Mice used on the laboratory setup were on a chlorophyll-free diet before the measurements were performed, whereas mice used on the industrial setup were not. All the animals used in this study were treated and handled according to the animal experimentation ethical committee Cometh38 for the laboratory setup and in strict adherence to the Swiss Law for Animal Protection for the industrial setup.

4.1. Measurements on Dead Mice Containing a Fluorescent Inclusion

Four experiments were conducted on mice either on the thorax or on the abdominal area. A capillary tube—filled with a solution of Alexa 750—was inserted either in the lungs via the trachea or in the abdomen of sacrificed healthy nude mice. In order to determine the concentration of fluorophore required to overcome natural or nonspecific fluorescence for each region of interest, we compare the fDOT reconstruction to the reconstruction of the same experiment with the mice imaged without the capillaries inside.

The X-ray generator is a monoblock X-ray source, manufactured by Gilardoni (Italy) with a CW power of 500 W. The anodic voltage is tunable from 40 kV to 140 kV allowing X-ray emission with an energy spectrum spreading from about 5 keV to 140 keV. The flux of the radiation emitted by the tungsten anode is controlled by the electrode current intensity adjustable from 1 mA to 7 mA. In our case, X-ray data are acquired according to a fast protocol with 400 projections at 40 kV, 6 mA, and a 50 μm Tin filtering. The Focal spot is approximately 1 mm.
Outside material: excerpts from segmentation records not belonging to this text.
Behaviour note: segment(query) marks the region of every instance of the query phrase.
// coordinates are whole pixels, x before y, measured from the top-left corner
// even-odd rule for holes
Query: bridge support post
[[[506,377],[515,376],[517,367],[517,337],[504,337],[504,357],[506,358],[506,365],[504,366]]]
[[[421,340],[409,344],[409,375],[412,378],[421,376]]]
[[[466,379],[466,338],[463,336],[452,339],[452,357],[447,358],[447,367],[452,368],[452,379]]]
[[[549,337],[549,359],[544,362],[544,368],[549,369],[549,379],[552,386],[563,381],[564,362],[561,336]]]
The X-ray detector is from Hamamatsu, Japan: C7942-CA with a 1 mm aluminium window. A preliminary Step of 4× binning (560×592 pixels² images) reduces the size of the acquired data and is sufficient for providing external shape information for fDOT. The reconstructed volume consists of 300×300×420 voxels @ 150×150×150μm³ (𝑥, 𝑦, 𝑧).

fDOT data are acquired according to 40×12 sources positions (12 vertical translations and 40 rotations). A rectangular detection area is selected onto the camera images according to the projection of the field of view and binned to form a grid of 40×12 detectors. Some views are removed to avoid the artefacts induced by the mouse holder (i.e., the views for which the optical axis intersects the mouse holder). The total reconstructed volume is composed of 17×13×26 voxels of 2×2×2 mm3; the integration time was 3 s per frame for fluorescence images and 400 ms per frame for diffusion images.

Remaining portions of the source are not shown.